Why did I used to feel so proud to be a proffie, and why do I now feel I have to apologize for being one?

8 comments:

  1. Nicely put, Kimmie!

    The standards! My God, the standards. I, too, see how I've changed. It makes me crazy sometimes. I know I'm letting them by with a bit less and it makes me crazy.

    But at the same time I'd feel odd being the only one in my department holding the line. And I like the folks in my department. But we've all softened. I want to have more courage.

    ReplyDelete
  2. It's something of a variation on Upton Sinclair's "It is difficult to get a man to understand something, when his salary depends upon his not understanding it!"

    We are softer now than when we started for many different reasons. Not least of which is knowing that we are getting students who have been hammered by NCLB and come to us less prepared for college work than any other generation in history (hyperbole, maybe, but maybe not--even the GIs who came on the GI bill knew how to work and follow directions).

    Those of us who teach at open access institutions have even more issues that have us asking "Why do I keep doing this?" But those are for another post.

    ReplyDelete
  3. In my dreams I can hold them to 1978 standards. Even as a C student my first few years as an undergrad (except in my major) I did the reading and got my papers in on time.

    OTOH, my attendance sucked and my notes are embarrassing to look at now. At least I didn't make up excuses. (My grandparents all remained alive and well and I didn't own a car to break down.) I just was young & immature and I paid the price with my grades. As I matured my grades went up. That's what bothers me about the whole standards issue. If we can't let students fail, we hinder their ability to become adults.

    ReplyDelete
  4. Anyone remember when they said in high school, "half of you won't make it through freshman year?" Worked for me! I went in scared.

    Do they still say that sort of thing now? I doubt it.

    ReplyDelete
  5. My freshmen always tell me that their high school teachers scared the shit out of them about college. "You won't get away with THAT in college," they report they are told.

    Then they get to my institution and they say, "College is fun.

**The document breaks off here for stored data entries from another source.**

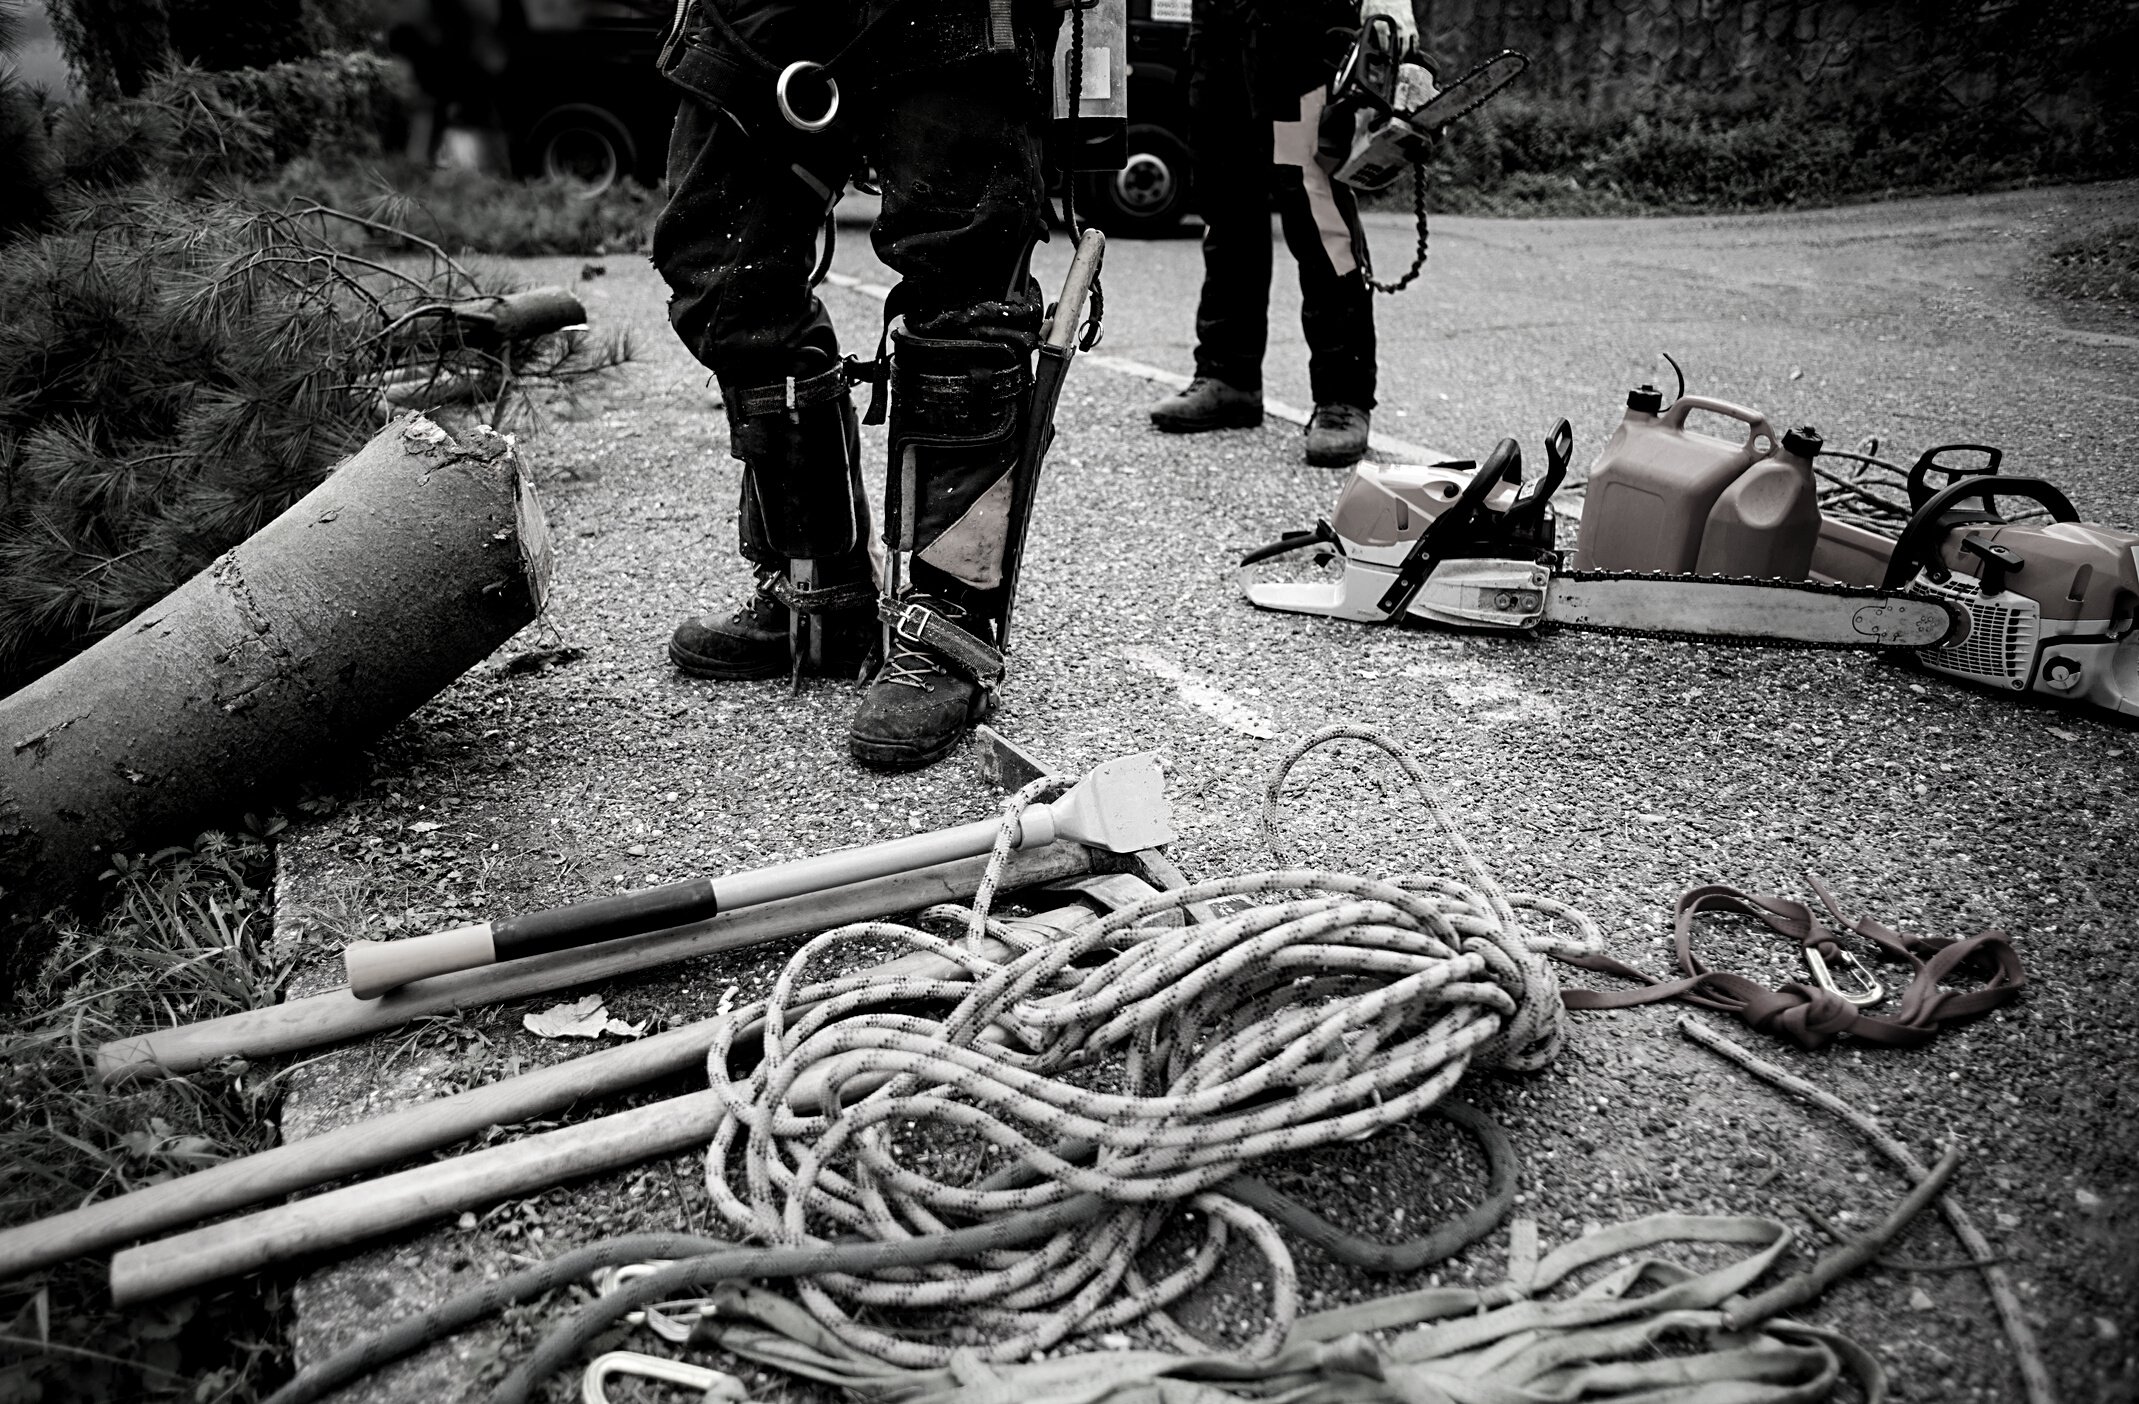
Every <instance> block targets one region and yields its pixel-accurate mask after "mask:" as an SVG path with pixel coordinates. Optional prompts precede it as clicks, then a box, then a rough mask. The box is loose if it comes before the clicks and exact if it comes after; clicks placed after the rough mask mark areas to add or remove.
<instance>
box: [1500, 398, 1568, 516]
mask: <svg viewBox="0 0 2139 1404" xmlns="http://www.w3.org/2000/svg"><path fill="white" fill-rule="evenodd" d="M1570 458H1574V426H1572V424H1568V422H1566V419H1561V422H1559V424H1555V426H1553V432H1551V434H1546V437H1544V477H1540V479H1538V486H1536V488H1532V490H1529V492H1523V494H1519V497H1517V499H1514V501H1512V503H1508V512H1510V514H1514V509H1517V507H1536V505H1538V503H1546V501H1551V499H1553V492H1559V484H1561V482H1566V477H1568V460H1570ZM1519 482H1521V479H1519Z"/></svg>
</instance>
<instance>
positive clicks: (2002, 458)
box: [1908, 443, 2004, 514]
mask: <svg viewBox="0 0 2139 1404" xmlns="http://www.w3.org/2000/svg"><path fill="white" fill-rule="evenodd" d="M1940 454H1983V456H1985V458H1987V460H1989V462H1985V464H1983V467H1981V469H1949V467H1946V464H1942V462H1938V456H1940ZM2000 462H2004V449H1998V447H1991V445H1987V443H1942V445H1938V447H1936V449H1923V456H1921V458H1917V462H1914V464H1910V469H1908V509H1910V514H1914V512H1919V509H1921V507H1923V505H1925V503H1927V501H1932V488H1929V486H1927V484H1925V482H1923V477H1925V475H1927V473H1944V475H1946V482H1949V486H1951V484H1953V479H1959V477H1989V475H1994V473H1996V471H1998V464H2000Z"/></svg>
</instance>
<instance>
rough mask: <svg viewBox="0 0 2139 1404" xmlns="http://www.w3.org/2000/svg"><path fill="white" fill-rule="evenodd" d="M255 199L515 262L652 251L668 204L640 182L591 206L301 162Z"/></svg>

It's easy!"

    Now, who's fault can that be? Maybe I'm to blame, too. Worrisome.

    ReplyDelete
  6. Why do I sometimes feel as if I'm teaching middle school?
    Because that's where their minds stopped growing.

    Why don't my students believe me when I tell them how much time a project will take?
    Because they've rarely been held to a standard or consequences.

    Why am I not tougher on them?
    Are you trying to be liked, and thus get good evaluations? I realize that if you don't have tenure you're almost forced to.

    Why do administrators care so much about the flakes and parents and so little about me?
    Because they're running McUniversity and want to keep the customers happy.

    Why don't I just flunk the little bastards who don't match my 1998 standards and damn the costs?
    Tenure not yet achieved.

    Why am I afraid?
    See above. Although, if you got a job in the private sector (not anything that is subject to customer reviews) you might be happier. You could produce good work and be rewarded for it.

    Why do they come to college if they don't want to learn?
    They just want the diploma.

    Why did I used to feel so proud to be a proffie, and why do I now feel I have to apologize for being one?
    Don't ever apologize for it, Kimmie! You are doing a tough job to the best of your ability.

    Perhaps it's time to give serious consideration to founding the Froderick-Strelnikov Polytechnic Institute. Sort of a Marine Corps university. If you survive to get your diploma, no one will question your credibility.

    ReplyDelete
    Replies
    1. Gary: This answers Kimmie's questions quite well.

      Kimmie: Your questions are now getting harder.

      One reason why I am still deeply ashamed by what creampuff I can be with regard to grades is that I spent many years before tenure being mentored by creampuffs who were overly concerned with students' self-esteem and customer satisfaction, and whose new mantras are "student learning" and "student success." It inculcated many bad habits that I am doing my best to pass, in the manner of kidney stones. It's painful.

      I hear that Caltech and M.I.T. are still pretty tough. Whenever I say this, I am often rebuffed, "Middlin' State ain't Caltech or M.I.T." The next time someone tells me this, I am going to retort that you'd cream in your jeans (or jump at the chance, if it's the university president) if you or your kid could get into either.

      Delete
  7. As Gary says, being in tenure track makes us all go easy on the students to be loved, well evaluated and, eventually, promoted. Now, I do not know if anyone else had the same experience but, after getting tenure it seems impossible to raise the standards to where they should be.
    Have I been assimilated by the Borg?